Heart of the Eastside
Downtown Bellevue is the second largest city center in Washington. Located at the heart of the Puget Sound region, Downtown is the economic and cultural hub of what is called "the Eastside.”
In 2016, Downtown Bellevue was ranked #4 among the "Top 10 Downtown in the U.S." by Livability.com.
In 2017, Bellevue was ranked #6 among the "Top 100 Places to Live in the U.S." by Livability.com.
A Cultural Destination
The Downtown Bellevue community is also home to the Bellevue Arts Museum and the Meydenbauer Center, two of the Eastside's most outstanding arts and convention venues, the award-winning Bellevue Library, as well as two of the nation's premier destination retail centers, The Bellevue Collection and The Shops at The Bravern. Downtown Bellevue hosts the Pacific Northwest's largest arts and crafts fair weekend in late July, the Wintergrass Music Festival and late February, and Bellevue Jazz & Blues Festival in late May. Snowflake Lane at The Bellevue Collection and the Bellevue Downtown Ice Arena at Bellevue Downtown Park have made Downtown the region's most popular holiday event experience. Downtown Bellevue is also home to the recently-expanded KidsQuest Children's Museum.
Downtown Bellevue has evolved from a suburban business district and Seattle bedroom community to a thriving urban destination encompassing 410 acres, 4.5 million square feet of retail and entertainment uses, and 9.9 million square feet of office space with a low overall vacancy rate, currently between 5% and 7% depending on the source. There are more than 55,000 employees and 15,000 residents housed in downtown. Since 1974, the Bellevue Downtown Association will continue to champion and provide leadership for a viable, livable, memorable and accessible downtown.
Regional Transportation Hub
Bellevue serves as the transportation center in the region where major east-west and north-south transportation corridors intersect; nestled between state route 520 to the north, I-405 (with Express Toll Lanes - free on the weekends and for 3+ HOVs at all times) to the east, and I-90 to the south and with 1,150 buses entering and leaving the Bellevue Transit Center each day.
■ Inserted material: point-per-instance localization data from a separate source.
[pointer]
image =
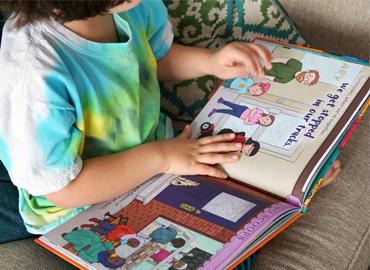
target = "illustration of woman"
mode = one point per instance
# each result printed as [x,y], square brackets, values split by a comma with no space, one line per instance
[247,84]
[253,116]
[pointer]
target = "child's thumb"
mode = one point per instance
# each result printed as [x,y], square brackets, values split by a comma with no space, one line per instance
[186,133]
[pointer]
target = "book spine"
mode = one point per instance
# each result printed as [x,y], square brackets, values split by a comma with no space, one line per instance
[355,124]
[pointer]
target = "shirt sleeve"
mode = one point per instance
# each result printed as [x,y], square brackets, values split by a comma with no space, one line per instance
[40,139]
[159,28]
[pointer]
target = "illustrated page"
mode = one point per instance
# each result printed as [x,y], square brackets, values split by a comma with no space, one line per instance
[284,118]
[181,225]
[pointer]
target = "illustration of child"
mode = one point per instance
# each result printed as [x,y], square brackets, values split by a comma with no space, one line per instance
[91,248]
[286,70]
[249,116]
[258,89]
[250,148]
[129,244]
[247,84]
[112,231]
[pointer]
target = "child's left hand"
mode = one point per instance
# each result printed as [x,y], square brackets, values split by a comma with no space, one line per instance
[239,59]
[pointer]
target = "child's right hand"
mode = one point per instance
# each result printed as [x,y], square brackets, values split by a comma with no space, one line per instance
[185,156]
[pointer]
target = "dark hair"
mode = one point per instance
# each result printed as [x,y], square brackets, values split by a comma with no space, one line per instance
[60,10]
[255,144]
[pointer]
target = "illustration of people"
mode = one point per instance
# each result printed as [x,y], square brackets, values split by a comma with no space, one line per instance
[286,70]
[153,251]
[194,259]
[250,146]
[250,116]
[164,235]
[112,219]
[247,84]
[129,244]
[91,248]
[182,181]
[113,232]
[110,260]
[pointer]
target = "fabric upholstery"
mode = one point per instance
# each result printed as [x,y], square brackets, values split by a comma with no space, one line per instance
[212,24]
[334,234]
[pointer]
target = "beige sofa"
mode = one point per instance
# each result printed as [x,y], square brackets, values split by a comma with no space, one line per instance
[335,233]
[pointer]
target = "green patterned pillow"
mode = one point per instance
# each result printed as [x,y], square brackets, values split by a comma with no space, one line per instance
[212,24]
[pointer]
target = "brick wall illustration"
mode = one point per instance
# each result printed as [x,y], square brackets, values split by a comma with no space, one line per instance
[141,215]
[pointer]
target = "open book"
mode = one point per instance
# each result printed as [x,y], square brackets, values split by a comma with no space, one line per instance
[292,125]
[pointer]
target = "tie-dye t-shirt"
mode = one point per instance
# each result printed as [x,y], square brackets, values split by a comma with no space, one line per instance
[64,99]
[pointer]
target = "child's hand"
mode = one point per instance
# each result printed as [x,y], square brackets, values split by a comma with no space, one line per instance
[239,59]
[186,156]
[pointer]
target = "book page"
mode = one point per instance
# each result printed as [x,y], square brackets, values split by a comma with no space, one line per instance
[284,118]
[187,221]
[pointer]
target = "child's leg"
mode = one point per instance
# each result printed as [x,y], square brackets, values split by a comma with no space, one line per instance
[11,223]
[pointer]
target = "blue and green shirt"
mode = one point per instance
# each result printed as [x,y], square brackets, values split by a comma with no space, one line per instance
[64,99]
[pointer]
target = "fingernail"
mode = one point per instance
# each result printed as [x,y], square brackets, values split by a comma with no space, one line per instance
[238,145]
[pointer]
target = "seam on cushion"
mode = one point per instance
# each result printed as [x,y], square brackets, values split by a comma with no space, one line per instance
[363,241]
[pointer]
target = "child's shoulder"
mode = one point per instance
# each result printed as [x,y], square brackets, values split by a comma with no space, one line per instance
[25,44]
[28,55]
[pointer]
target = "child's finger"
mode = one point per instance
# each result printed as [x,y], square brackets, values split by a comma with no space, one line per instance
[216,158]
[250,60]
[263,53]
[220,147]
[186,133]
[203,169]
[218,138]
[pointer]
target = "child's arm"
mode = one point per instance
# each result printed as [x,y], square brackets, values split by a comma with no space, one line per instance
[233,60]
[104,178]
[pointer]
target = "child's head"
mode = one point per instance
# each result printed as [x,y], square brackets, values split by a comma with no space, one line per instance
[266,119]
[62,10]
[258,89]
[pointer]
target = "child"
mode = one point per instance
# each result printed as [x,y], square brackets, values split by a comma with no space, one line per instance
[80,97]
[249,116]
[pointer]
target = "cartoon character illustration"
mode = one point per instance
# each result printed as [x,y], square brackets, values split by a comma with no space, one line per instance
[247,84]
[284,71]
[248,115]
[164,235]
[194,259]
[112,231]
[129,244]
[91,248]
[182,181]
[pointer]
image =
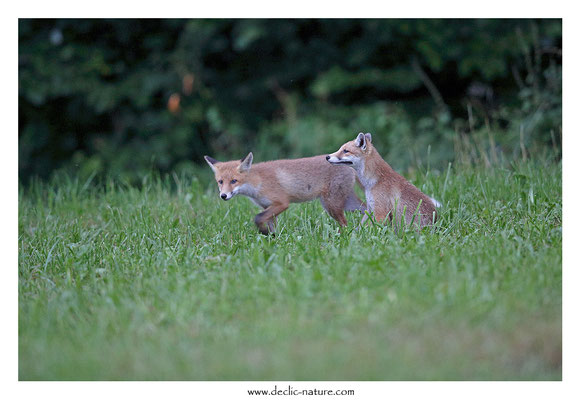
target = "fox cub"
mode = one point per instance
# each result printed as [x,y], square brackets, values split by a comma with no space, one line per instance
[272,185]
[388,194]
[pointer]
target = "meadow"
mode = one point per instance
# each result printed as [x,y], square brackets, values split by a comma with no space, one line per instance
[164,281]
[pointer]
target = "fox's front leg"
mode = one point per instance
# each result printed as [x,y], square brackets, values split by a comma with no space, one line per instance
[265,220]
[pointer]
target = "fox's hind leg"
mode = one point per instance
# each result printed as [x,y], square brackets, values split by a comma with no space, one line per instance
[335,210]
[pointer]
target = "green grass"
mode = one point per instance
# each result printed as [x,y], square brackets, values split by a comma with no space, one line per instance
[167,281]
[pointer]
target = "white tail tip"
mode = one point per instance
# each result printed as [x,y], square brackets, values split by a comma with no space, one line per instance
[436,202]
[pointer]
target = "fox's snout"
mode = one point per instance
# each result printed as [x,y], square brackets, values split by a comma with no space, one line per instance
[226,196]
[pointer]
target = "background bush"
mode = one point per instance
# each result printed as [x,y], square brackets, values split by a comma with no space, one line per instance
[122,97]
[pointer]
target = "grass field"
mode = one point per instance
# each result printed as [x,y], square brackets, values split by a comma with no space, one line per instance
[167,281]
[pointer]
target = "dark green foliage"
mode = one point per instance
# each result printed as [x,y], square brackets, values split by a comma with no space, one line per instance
[95,95]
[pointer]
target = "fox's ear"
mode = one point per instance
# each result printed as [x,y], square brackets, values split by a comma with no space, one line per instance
[211,162]
[245,163]
[361,141]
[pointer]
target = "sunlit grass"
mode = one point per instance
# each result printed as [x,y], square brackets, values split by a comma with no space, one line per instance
[166,281]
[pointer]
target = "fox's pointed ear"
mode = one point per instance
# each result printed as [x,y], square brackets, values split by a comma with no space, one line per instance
[246,163]
[361,141]
[211,162]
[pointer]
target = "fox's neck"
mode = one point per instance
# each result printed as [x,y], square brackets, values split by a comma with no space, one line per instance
[372,169]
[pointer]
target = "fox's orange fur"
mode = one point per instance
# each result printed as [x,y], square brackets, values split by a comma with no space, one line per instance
[387,193]
[273,185]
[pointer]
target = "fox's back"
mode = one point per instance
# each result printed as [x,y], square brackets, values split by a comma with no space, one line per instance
[303,179]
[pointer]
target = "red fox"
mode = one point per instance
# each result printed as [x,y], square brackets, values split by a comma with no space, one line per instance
[388,194]
[272,185]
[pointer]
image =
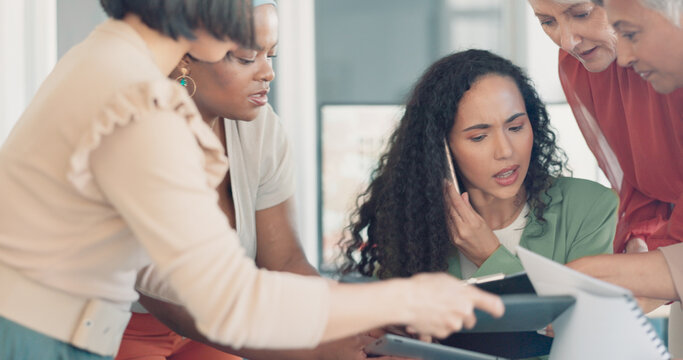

This proximity makes Bellevue an employment center for sectors such as technology, bio medical sciences, legal, banking, venture capital, trade, architecture, engineering, and real estate development. Just minutes (17 miles on I-405) from Seattle-Tacoma International Airport and equidistant from both London and Beijing (with daily direct flights to both), the greater Seattle-Bellevue area is a center for international trade. It is closer to Japan, Korea and China than any other city on the West Coast. And, after Washington DC and NYC, it is 3rd in the USA in number of foreign embassies.